I finished the post. It is at www.trentfguidry.net/.../...mial-Coefficients.aspx
It gives examples of fitting 1st, 2nd, 3rd, and 4th order poylnomials.
Thanks for the article it was great.
It's worth noting that there are regression procedures beside least squares. One good example is L1 regression (also called "least absolute errors regression"), which I wrote about here:
matlabdatamining.blogspot.com/.../...gression.html
Thanks for this excellent article. I'm curios what algorithm you used for you linear system solver ("SolveFor")? I'm kind of getting problems when trying to solve for higher-order approximations and I think it's related to my solver (which is based on Numerical Recipes).
Never mind I found your other excellent posts (e.g. www.trentfguidry.net/.../...-LU-decomposition.aspx) and I must say I'm very impressed with the stability of your LU decomposition. Well done!
Thanks.
My first guess on why the LU decomposition that I am using is more stable than the one that you are referring to is the difference in pivot rules.

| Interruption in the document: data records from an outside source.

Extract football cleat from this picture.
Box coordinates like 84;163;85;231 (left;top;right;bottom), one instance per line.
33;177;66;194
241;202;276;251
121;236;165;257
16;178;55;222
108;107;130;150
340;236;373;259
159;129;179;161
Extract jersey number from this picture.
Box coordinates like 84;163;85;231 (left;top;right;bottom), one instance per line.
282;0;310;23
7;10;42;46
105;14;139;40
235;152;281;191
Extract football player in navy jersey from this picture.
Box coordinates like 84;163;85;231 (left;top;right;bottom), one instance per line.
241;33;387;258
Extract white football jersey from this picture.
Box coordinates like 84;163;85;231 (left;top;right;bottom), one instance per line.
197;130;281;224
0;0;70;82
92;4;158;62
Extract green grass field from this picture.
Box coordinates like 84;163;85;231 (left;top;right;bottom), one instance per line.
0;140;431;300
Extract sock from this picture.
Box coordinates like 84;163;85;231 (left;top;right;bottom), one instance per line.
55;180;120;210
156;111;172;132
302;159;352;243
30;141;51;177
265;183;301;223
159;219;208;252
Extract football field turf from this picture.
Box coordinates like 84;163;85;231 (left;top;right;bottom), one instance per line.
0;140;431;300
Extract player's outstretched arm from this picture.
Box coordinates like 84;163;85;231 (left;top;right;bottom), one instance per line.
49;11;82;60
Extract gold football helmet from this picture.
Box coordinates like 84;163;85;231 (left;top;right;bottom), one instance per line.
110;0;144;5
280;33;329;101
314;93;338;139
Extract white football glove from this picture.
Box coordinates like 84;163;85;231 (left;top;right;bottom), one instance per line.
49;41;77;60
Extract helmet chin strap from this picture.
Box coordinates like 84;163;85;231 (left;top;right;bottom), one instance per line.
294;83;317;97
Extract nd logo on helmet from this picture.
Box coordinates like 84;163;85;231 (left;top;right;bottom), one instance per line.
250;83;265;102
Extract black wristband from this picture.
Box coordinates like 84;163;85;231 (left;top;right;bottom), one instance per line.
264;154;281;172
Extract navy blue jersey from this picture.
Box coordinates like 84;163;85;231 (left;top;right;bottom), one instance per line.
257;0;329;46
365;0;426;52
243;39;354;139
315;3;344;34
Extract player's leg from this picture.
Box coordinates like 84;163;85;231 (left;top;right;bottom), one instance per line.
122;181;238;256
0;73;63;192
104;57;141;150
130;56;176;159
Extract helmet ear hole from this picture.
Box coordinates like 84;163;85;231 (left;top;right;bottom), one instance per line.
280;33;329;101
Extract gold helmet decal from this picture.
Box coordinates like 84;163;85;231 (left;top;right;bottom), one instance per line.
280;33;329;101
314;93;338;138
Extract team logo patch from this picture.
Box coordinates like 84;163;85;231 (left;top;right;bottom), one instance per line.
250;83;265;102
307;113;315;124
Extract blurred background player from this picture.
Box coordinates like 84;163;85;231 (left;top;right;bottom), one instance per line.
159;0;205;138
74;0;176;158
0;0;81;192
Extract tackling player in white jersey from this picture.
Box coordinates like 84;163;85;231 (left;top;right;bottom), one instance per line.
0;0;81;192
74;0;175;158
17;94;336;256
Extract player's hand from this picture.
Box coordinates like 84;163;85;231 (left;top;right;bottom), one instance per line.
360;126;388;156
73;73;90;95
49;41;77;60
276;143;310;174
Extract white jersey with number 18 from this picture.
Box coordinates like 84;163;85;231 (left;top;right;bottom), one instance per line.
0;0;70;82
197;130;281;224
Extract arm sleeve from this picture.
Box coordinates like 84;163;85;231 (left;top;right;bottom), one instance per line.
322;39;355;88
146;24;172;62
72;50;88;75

That is just a guess, though, since I haven't looked at the code that you are referring to.
Where can I find a Visual Studio 2005 or 2008 version of this code? I am despairingly needing a multiple linear regression function code. Thanks.
Hi Alexandre,
I don't have versions that run on those older frameworks anymore, but, I think, the biggest change that you would need to make to get it to run on those frameworks would to remove the parallel processing and the TPL parts. The Parallel.For's would need to be replaced with traditional c# for loops.